I have never seen any performance statistics for those who trade the Elliott Wave or other soft techniques that are superior to the average, statistically sound (and optimized!) trading strategy. Ponder this very important point.
Check out the Commodity Traders Consumer Report, the Hulbert Digest or other trading and investing rating services. What you will find is that all of these trading advisors have trading statistics that are no better than an average trading strategy. Most of those who argue in favor of optimization do realize that there is a risk of over-optimizing. But our solution is to minimize the chances of over-optimization and curve fitting rather than not use it altogether. Just because over-optimization is a risk does not mean that you should throw the baby out with the bath water and not optimize at all. Just because there is a risk of an accident does not meant you should not drive a car. You just have to know the risks and be careful.
We have to start with the assumption that back testing using quantifiable historical data is a valid method for analyzing price activity and projecting trading profits for stocks and futures, despite the risk of curve-fitting. The reason we make this assumption is that historical data is all we have to go by.

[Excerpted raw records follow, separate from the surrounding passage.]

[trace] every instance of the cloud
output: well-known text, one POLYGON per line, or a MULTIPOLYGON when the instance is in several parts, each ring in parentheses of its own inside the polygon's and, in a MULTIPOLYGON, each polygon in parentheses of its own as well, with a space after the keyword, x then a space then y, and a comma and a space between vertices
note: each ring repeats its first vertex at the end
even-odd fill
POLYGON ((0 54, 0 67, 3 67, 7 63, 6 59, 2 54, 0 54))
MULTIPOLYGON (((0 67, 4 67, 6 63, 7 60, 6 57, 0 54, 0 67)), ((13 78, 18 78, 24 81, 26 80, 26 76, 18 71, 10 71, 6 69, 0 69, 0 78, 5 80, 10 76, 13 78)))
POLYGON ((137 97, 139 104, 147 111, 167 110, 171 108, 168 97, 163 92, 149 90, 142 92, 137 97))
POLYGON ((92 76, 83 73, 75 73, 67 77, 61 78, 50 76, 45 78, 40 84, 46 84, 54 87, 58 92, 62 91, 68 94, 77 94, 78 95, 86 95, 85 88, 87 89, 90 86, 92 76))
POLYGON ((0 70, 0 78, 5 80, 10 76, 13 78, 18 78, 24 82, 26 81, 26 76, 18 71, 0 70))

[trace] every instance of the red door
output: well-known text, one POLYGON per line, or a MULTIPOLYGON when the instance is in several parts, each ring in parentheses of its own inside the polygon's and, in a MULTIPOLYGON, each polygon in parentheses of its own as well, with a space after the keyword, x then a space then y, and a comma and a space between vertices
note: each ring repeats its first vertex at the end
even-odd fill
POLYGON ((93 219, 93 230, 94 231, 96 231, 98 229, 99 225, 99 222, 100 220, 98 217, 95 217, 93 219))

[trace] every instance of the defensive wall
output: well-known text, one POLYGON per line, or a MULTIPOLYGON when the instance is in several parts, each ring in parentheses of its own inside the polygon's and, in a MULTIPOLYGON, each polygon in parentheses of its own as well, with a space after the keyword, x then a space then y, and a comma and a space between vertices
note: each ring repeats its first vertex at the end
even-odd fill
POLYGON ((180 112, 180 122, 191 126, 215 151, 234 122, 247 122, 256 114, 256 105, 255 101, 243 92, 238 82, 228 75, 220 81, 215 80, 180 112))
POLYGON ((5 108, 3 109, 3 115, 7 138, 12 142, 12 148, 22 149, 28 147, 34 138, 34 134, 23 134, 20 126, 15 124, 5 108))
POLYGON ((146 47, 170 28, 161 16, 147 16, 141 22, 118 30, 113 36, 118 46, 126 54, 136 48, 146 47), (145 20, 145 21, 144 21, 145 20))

If you think about it, all investments are bought and sold based on some type of historical record. Before we make any investment, we want to see an historical track record. We want to know what return the particular investment advisor has achieved over the last few years in relation to the Dow Jones Average. We want to see how the venture capital fund’s investments have performed over the last few years, or the history of the fund. We want to know how real estate has fared in the area we are buying, and whether the developer has achieved profits on the last few projects.
Sales pitches for common stocks point out the average 15% or so annual return over the last x number of years. The perennial futures strategy seller promotes the strategy based on the historical track record, either an actual or simulated performance history. And the arguments are similar for numismatic coins and precious metals, bonds and asset allocation strategies, etc.
The sales pitch for all investments is either the trend argument, that the trend is up and will continue up and you should purchase the investment, or the long-term support argument, that the price is at an historic low and the item is so cheap you should buy it now. Both of these arguments reference historical data. You simply can’t get away from it.